Kate Shindle has released the following statement in response to Nikki Haley's tweet, in which Haley wonders why the arts deserve aid during the COVID-19 pandemic:
"When Congress passed the $2 trillion Coronavirus Aid, Relief, and Economic Security (CARES) Act, which included a half-trillion dollars in relief to big companies, former U.N. Ambassador Nikki Haley tweeted an objection to a relatively tiny allocation for arts institutions. The bill included $250 million - less than one-thousandth of one percent of the total - for public television and radio, the Kennedy Center, the National Endowment for the Arts and the National Endowment for the Humanities.
"'How many more people,' she asked, 'could have been helped with this money?'
"Here's a news flash: living, breathing people make art, perform on the stage, and report stories on public broadcasting.
"As a former South Carolina governor, Ms.

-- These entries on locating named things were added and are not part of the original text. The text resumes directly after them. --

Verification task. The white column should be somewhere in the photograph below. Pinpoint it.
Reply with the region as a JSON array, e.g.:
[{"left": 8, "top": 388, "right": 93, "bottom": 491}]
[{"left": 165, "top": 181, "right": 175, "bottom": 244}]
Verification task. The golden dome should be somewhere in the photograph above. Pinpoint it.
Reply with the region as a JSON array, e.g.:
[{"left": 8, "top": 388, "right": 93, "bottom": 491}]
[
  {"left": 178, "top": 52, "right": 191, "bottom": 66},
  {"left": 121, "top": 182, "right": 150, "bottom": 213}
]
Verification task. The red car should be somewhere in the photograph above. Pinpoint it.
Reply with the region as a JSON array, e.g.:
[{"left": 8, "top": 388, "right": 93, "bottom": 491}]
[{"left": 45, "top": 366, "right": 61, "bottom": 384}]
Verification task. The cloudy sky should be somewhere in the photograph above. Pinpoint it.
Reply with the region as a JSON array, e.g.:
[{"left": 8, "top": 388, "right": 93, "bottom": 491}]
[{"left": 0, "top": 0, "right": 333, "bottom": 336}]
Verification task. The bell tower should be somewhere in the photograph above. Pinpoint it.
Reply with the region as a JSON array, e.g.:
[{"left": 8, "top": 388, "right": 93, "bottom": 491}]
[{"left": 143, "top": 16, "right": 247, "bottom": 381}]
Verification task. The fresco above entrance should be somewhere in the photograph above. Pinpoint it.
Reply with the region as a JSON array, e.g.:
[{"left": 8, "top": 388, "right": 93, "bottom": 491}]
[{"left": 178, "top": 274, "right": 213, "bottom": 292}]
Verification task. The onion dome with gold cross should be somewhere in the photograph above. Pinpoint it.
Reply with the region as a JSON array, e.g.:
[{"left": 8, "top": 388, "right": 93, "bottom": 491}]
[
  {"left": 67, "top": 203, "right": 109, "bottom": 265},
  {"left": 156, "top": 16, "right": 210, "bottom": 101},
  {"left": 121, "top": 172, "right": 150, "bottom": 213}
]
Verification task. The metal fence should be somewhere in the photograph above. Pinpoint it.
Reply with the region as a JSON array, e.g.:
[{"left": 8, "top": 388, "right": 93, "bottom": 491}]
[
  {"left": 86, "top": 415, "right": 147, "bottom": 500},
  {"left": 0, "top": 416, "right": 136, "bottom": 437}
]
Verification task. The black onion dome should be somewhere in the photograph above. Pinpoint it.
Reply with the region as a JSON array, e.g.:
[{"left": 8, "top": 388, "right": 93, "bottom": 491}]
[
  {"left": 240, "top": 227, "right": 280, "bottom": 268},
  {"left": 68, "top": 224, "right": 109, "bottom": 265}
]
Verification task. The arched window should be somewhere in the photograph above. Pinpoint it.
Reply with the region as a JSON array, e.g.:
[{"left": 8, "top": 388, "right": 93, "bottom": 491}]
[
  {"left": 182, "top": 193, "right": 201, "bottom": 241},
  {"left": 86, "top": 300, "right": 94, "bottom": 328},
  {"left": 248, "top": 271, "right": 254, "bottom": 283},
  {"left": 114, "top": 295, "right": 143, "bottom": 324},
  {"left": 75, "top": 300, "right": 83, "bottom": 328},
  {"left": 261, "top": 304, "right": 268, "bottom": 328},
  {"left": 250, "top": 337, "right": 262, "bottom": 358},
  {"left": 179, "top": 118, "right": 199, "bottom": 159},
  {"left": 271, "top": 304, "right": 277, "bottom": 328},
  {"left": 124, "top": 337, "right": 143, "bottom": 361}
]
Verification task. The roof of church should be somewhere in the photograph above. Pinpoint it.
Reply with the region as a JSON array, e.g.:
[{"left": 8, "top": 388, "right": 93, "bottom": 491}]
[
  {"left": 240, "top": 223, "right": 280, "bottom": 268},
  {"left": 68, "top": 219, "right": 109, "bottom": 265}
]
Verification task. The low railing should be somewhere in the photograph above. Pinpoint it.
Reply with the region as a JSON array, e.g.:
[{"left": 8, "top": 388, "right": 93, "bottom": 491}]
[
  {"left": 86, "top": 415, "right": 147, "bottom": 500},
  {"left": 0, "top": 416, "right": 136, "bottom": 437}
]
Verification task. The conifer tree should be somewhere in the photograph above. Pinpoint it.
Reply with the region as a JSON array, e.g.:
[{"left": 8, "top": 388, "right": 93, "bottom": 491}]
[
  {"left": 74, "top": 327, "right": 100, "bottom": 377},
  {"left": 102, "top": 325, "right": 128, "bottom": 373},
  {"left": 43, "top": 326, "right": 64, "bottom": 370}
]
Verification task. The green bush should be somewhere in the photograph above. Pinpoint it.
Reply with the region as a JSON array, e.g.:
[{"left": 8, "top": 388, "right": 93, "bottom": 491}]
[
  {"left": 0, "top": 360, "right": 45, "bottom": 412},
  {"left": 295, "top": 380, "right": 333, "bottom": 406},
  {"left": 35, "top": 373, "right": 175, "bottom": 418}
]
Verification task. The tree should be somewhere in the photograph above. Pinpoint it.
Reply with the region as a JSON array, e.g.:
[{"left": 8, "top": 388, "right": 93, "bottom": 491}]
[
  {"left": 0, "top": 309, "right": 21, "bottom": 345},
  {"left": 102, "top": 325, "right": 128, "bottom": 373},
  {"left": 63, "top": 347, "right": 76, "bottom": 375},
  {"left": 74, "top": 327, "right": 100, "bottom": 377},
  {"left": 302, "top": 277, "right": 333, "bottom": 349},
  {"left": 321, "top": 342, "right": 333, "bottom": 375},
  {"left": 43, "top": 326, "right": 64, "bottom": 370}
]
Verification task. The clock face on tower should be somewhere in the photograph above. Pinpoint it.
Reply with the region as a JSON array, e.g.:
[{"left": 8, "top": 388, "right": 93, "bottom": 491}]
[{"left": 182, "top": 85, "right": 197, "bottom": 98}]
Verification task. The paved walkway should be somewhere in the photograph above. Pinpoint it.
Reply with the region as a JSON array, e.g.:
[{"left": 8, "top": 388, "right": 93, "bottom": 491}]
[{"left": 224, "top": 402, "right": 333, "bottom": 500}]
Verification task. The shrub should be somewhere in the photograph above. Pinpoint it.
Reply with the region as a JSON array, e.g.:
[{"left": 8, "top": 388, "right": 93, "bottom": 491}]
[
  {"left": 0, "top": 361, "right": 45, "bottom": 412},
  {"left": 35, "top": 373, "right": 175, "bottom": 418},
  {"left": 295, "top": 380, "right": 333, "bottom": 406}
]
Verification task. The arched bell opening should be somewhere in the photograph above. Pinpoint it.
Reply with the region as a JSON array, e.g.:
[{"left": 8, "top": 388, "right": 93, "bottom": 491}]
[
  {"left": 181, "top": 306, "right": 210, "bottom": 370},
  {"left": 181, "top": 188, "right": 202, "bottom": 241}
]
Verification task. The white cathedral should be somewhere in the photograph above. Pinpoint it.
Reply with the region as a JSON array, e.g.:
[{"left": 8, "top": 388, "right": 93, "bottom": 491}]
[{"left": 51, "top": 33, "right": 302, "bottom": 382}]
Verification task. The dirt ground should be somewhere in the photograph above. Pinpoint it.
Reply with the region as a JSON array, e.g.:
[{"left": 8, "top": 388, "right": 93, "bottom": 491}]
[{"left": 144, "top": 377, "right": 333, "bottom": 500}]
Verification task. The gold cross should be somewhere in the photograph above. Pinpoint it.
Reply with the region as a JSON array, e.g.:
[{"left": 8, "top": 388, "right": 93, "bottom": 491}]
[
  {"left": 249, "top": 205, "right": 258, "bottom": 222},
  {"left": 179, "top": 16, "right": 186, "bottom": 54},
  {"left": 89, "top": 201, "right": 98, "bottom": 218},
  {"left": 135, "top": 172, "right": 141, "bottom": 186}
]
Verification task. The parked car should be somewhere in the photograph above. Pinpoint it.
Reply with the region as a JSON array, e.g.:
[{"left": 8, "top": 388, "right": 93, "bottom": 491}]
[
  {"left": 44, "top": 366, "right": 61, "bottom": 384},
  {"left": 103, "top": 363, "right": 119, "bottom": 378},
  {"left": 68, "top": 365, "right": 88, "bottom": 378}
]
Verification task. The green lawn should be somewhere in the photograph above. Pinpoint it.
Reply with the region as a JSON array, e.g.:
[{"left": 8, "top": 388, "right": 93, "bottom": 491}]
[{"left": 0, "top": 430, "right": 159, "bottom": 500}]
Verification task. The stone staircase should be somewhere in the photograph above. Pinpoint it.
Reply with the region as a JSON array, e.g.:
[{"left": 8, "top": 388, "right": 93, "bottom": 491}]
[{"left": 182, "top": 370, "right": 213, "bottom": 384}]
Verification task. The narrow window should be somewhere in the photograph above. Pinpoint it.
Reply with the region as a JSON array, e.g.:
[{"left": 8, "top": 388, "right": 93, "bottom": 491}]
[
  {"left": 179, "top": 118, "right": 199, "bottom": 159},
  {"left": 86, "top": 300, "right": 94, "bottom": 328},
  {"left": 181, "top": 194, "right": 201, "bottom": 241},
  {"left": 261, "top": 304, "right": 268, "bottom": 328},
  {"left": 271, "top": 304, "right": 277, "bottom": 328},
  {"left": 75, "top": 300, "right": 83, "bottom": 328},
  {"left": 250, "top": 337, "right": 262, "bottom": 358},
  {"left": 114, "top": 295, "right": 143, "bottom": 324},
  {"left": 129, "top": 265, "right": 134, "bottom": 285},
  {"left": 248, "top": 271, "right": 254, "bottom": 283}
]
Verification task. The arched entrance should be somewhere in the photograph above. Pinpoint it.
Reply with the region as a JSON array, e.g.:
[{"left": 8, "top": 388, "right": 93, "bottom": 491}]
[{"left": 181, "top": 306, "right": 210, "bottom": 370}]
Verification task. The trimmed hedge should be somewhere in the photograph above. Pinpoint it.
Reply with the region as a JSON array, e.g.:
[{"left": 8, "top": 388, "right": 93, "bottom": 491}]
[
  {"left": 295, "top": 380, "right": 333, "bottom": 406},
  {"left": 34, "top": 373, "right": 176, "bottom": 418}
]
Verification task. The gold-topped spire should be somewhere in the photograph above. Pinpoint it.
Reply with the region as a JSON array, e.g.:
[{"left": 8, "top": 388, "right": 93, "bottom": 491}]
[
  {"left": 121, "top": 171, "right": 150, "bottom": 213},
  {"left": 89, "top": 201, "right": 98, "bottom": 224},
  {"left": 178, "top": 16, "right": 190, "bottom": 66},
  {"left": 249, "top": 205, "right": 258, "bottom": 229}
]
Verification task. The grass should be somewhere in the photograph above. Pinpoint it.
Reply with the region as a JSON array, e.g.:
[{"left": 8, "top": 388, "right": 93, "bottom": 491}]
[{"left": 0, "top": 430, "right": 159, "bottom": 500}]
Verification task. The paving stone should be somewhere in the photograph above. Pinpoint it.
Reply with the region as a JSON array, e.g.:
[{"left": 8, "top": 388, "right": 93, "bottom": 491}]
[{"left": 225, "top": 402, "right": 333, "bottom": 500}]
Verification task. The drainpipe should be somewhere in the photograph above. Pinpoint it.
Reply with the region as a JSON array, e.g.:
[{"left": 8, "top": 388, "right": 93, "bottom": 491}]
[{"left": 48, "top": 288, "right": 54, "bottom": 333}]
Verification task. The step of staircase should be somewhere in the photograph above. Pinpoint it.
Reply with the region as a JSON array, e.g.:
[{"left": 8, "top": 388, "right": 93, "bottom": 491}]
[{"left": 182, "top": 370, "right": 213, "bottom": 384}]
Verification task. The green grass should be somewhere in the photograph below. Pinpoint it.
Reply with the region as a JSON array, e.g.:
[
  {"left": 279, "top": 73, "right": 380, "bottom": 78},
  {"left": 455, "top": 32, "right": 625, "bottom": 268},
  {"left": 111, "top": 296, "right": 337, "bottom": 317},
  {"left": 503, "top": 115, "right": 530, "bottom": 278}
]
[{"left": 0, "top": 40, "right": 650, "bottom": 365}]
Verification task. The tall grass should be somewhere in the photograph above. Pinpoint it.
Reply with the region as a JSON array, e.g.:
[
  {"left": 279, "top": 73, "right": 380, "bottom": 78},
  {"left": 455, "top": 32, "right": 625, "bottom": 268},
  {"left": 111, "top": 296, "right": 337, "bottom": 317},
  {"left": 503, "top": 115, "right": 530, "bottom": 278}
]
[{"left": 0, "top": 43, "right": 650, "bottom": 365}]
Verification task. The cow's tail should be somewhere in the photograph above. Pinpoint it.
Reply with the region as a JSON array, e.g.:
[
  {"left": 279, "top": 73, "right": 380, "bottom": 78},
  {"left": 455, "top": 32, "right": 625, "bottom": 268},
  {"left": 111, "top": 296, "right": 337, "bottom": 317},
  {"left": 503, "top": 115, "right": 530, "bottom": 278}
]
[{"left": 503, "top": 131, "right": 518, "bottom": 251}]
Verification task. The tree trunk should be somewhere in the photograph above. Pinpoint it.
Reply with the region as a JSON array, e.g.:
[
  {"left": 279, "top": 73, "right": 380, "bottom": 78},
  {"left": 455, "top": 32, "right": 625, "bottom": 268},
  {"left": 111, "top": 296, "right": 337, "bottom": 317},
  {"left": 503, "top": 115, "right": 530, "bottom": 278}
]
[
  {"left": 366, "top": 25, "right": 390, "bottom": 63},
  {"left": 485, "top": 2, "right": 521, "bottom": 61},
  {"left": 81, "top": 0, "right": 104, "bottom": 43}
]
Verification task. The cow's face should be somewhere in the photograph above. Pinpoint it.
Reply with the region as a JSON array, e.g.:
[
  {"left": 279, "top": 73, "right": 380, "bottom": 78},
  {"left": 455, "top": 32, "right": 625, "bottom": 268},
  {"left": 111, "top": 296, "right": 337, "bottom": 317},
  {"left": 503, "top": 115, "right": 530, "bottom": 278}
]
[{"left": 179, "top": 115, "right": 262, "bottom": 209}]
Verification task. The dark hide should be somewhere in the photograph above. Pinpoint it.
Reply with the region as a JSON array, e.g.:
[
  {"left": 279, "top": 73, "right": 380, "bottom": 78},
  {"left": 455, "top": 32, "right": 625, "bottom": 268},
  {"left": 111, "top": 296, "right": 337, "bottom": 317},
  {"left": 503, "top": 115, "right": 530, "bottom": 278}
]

Haley is presumably aware of the annual Spoleto Festival USA that takes place each spring in Charleston. If she's never attended, I can assure her that the opera, music, theatre and dance at this world-class event are performed by real people with real lives, real families, and real bills to pay.
"The shuttering of the American theater has essentially created a 100% unemployment rate for the nearly 52,000 actors and stage managers who are members of the Actors' Equity Association. And if we don't support the arts during this economic emergency, small and medium-sized cultural organizations that are crucial to revitalizing downtown areas and local communities will probably not survive.
"It is our imagination that makes us human. We must do what is necessary to keep it alive in these perilous times."